The Union Cabinet has approved a ₹14,447.64 crore, 46-km six-lane Ganga corridor in Varanasi under the Hybrid Annuity Model. The project includes a cable-stayed bridge, an extradosed foot-over-bridge, and is designed to cut city travel time from 60 to 20 minutes while boosting pilgrimage and multimodal connectivity.

Key Takeaways

The Union Cabinet approved a ₹14,447.64 crore corridor on 15 July 2026 linking NH-19 and the Varanasi Ring Road along the River Ganga .
The corridor spans 46.039 km and will be built under the Hybrid Annuity Model (HAM) .
Key structures include a six-lane elevated carriageway , a cable-stayed bridge , and an extradosed Foot Over Bridge-cum-Major Bridge .
Travel time across the project area will fall from 60 to 20 minutes ; the NH-19–Kashi Railway Station leg will drop from 50 to 25 minutes .
The project targets congestion relief on NH-19 , the BHU–Ramnagar Corridor and NH-35 , while supporting tourism, pilgrimage and multimodal connectivity.
Design speeds are 80–100 km/h , with benefits including lower vehicle operating costs and reduced emissions.

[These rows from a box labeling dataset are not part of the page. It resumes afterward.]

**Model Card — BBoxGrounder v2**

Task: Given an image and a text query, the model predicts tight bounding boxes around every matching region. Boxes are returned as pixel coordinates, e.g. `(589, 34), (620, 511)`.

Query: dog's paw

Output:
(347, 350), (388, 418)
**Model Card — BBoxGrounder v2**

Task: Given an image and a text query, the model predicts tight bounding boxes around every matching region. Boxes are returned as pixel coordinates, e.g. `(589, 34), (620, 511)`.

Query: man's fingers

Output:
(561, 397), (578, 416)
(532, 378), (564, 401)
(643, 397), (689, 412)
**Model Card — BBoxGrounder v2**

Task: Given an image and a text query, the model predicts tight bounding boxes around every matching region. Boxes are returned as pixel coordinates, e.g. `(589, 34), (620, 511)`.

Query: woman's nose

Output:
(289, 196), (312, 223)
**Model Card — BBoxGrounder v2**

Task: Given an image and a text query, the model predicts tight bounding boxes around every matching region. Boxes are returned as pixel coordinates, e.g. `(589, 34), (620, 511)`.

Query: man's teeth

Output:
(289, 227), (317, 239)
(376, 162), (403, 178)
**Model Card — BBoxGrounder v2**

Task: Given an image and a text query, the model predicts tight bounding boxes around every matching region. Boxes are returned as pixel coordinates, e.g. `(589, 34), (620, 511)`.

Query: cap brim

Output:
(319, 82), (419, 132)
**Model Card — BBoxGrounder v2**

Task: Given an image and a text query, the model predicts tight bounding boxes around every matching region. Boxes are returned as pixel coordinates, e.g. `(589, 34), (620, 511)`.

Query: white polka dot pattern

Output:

Union Road Transport and Highways Minister Nitin Gadkari announced on Wednesday, 15 July 2026 that the Union Cabinet, chaired by Prime Minister Narendra Modi, has approved a ₹14,447.64 crore link corridor spanning 46.039 km that will connect NH-19 and the Varanasi Ring Road with riverbank access along the River Ganga. The project is expected to cut travel time across the project area from 60 minutes to 20 minutes and halve the journey between NH-19 and Kashi Railway Station from 50 to 25 minutes.

Context

Gadkari described the approval as 'a game-changing Ganga corridor set to redefine connectivity and mobility in Varanasi.' The corridor will be built under the Hybrid Annuity Model (HAM), a public-private partnership structure the central government has deployed widely since 2016 to share construction and traffic risk between the state and private developers. The project features a six-lane elevated carriageway, an iconic cable-stayed bridge, an extradosed Foot Over Bridge-cum-Major Bridge, ramps, loops, link roads and service roads, and is designed for speeds of 80–100 km/h.

Policy Backdrop

Varanasi — the parliamentary constituency of Prime Minister Modi — has been a focal point of central infrastructure investment over the past decade. The Bharatmala Pariyojana Phase-I, approved in 2015 to develop 34,800 km of national highways and corridors, included ring-road and connector projects around major cities, of which Varanasi was an early priority. Earlier sanctions under Bharatmala covered segments of the Varanasi Ring Road and NH-19 connectors aimed at decongesting the city and improving access to railway stations and the riverfront ghats.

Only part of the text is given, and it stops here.